- The second-quarter U.S. homeownership rate slipped from 63.5% in the first quarter to 62.9% — its lowest level since 1965, according to the Census Bureau.
- Experts have blamed millennials for a significant portion of the persistently low rate, as student loan debt and delays in starting families have pushed the 18-34 age group's homeownership level to a historic low of 34.1%, according to Bloomberg.
- All U.S. regions saw a declining homeownership rate in the second quarter. The nation's homeownership rate reached an all-time high in June 2004, at 69.2%.
The weak homeownership rate can also be attributed to the strong rental market, as millennials and other generations rocked by the housing crash have stuck with renting. The lack of affordable homes available has kept potential buyers away, as inventory concerns have hindered stronger growth in the housing market. A June report from the Urban Institute found that, despite increased construction, there are only six new homes built for every 10 new U.S. households.

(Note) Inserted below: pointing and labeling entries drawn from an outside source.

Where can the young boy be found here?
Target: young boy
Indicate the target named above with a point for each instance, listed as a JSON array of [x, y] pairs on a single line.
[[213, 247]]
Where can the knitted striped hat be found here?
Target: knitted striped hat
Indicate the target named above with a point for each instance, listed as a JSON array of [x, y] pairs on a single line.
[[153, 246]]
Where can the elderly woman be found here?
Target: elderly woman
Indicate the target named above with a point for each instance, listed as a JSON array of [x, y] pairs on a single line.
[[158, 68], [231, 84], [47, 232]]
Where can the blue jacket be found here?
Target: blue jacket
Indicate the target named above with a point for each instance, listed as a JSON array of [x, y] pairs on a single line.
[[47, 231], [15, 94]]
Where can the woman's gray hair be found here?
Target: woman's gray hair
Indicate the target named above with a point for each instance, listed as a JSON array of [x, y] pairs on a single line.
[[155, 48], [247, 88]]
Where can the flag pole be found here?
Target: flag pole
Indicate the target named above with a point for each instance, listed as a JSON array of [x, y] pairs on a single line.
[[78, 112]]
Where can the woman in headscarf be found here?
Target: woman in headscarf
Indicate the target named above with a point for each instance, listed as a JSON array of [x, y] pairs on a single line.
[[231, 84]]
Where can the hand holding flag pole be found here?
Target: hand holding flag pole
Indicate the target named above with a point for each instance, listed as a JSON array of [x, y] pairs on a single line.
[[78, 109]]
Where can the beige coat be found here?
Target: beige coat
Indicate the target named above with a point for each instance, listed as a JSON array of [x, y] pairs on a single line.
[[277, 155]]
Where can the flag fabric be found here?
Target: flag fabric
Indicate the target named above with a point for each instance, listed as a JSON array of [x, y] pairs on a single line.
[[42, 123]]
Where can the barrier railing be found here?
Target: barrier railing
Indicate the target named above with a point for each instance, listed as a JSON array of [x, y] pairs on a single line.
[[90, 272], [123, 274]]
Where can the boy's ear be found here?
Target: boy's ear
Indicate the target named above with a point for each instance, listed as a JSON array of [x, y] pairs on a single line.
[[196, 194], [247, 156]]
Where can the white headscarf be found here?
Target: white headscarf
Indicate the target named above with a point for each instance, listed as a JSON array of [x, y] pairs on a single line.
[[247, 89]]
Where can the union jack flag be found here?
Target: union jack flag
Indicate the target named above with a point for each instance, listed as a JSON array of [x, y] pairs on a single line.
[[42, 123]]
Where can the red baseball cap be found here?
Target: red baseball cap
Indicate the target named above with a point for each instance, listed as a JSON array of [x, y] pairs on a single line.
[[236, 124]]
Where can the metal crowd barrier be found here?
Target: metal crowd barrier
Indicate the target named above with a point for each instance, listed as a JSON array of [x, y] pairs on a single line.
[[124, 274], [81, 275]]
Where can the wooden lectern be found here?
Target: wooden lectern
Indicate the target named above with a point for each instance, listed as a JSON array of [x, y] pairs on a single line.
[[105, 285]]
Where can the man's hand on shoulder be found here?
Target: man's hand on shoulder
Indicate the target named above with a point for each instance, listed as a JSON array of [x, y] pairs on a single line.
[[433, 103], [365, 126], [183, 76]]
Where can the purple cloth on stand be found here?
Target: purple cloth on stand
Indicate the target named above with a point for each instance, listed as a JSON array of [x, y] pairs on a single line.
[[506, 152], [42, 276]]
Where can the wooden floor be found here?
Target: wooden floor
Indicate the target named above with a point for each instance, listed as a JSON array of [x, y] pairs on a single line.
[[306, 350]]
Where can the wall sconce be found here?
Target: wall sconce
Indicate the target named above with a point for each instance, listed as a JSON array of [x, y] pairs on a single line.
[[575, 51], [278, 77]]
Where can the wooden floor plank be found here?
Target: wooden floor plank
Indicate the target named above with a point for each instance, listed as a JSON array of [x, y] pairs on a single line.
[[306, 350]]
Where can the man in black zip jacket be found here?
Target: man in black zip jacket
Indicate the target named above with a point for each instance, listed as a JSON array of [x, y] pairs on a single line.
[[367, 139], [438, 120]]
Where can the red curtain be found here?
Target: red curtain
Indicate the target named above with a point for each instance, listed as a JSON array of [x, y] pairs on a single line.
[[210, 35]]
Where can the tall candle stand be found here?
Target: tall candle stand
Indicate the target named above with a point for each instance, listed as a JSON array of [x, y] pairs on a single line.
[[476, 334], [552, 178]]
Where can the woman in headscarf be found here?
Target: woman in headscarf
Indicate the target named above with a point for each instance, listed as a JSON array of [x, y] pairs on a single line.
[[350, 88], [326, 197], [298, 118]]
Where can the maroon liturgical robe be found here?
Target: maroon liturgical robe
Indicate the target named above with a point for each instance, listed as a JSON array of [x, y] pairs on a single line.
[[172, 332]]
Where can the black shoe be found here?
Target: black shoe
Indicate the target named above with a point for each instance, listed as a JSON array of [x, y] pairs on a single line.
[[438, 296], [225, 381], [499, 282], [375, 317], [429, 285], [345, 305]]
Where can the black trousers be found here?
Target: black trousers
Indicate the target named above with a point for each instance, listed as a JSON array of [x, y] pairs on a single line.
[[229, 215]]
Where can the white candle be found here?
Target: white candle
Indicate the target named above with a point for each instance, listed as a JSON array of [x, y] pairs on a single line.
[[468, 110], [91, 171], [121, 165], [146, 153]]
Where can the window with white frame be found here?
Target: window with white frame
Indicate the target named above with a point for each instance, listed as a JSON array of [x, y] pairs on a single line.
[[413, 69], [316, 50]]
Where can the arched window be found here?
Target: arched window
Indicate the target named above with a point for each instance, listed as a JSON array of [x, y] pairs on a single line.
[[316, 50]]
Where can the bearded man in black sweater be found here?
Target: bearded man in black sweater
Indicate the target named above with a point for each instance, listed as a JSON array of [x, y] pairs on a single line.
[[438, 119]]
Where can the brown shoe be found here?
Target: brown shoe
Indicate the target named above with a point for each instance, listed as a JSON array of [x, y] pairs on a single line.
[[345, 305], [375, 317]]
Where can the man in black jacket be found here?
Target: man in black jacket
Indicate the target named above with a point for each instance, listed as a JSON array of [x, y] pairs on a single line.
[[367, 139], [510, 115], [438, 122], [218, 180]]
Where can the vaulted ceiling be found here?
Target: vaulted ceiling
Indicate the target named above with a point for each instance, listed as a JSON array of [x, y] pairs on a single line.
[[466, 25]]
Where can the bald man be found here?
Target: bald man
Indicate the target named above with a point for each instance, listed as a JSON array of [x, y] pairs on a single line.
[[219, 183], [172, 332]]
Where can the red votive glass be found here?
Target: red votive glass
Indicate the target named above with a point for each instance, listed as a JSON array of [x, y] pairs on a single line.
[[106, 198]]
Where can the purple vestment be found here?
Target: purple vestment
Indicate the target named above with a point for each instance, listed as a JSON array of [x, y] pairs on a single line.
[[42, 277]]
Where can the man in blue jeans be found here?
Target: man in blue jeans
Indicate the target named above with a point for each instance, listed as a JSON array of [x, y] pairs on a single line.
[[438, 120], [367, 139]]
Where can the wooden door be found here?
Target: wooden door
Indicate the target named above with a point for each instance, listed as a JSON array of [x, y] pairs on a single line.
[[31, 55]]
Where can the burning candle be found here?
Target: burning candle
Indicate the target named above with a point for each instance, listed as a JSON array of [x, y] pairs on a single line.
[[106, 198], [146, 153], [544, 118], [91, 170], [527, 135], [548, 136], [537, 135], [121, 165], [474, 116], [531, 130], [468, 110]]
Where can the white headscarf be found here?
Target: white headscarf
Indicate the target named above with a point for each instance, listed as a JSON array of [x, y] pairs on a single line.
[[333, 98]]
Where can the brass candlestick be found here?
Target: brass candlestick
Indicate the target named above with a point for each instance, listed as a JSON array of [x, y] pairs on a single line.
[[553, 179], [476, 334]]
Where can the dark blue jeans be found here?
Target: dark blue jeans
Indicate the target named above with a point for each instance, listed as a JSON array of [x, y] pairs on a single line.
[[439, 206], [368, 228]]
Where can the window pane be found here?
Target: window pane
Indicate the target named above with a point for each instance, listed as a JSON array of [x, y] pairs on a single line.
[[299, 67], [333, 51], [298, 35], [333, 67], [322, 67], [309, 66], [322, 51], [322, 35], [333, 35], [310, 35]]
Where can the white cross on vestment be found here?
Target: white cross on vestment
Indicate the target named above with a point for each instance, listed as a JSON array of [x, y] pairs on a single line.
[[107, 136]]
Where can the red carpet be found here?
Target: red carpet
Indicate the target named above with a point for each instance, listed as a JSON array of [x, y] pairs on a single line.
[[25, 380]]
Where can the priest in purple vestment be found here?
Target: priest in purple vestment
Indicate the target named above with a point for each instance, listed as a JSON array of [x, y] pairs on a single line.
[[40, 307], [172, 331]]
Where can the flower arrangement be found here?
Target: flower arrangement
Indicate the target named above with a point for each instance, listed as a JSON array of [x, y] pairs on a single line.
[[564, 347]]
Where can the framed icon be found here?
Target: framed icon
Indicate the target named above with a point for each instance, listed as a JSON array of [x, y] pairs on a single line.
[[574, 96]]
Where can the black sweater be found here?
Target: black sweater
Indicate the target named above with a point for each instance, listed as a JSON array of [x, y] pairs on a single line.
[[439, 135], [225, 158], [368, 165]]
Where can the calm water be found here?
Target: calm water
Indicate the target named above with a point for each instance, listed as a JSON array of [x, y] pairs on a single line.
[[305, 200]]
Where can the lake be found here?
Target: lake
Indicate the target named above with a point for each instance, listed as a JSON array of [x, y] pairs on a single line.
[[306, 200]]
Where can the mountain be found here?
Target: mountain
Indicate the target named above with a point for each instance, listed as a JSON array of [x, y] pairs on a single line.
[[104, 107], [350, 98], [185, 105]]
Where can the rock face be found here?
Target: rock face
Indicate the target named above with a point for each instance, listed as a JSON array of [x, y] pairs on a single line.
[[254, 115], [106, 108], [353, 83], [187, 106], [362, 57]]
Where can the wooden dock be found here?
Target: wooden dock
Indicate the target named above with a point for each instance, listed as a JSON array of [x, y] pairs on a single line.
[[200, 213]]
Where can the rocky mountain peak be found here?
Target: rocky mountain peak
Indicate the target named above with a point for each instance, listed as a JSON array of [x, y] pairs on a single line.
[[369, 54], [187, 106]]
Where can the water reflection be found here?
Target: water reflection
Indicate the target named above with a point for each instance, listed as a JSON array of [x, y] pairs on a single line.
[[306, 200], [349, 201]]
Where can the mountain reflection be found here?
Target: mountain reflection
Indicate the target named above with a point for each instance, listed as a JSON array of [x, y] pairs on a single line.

Real estate organizations have urged homebuilders nationwide to increase new home construction, but builders have maintained that increasing regulatory costs, which the National Association of Home Builders reported can add nearly 25% to a home's price, are keeping them from ramping up construction.
Despite the drop in the homeownership rate, an NAHB survey released this week found that 82% of Americans believe buying a home is a good investment. However, the survey also found that 55% of respondents said they had trouble finding an affordable home, 50% didn't have enough saved for a down payment, and 41% couldn't get approved for a mortgage.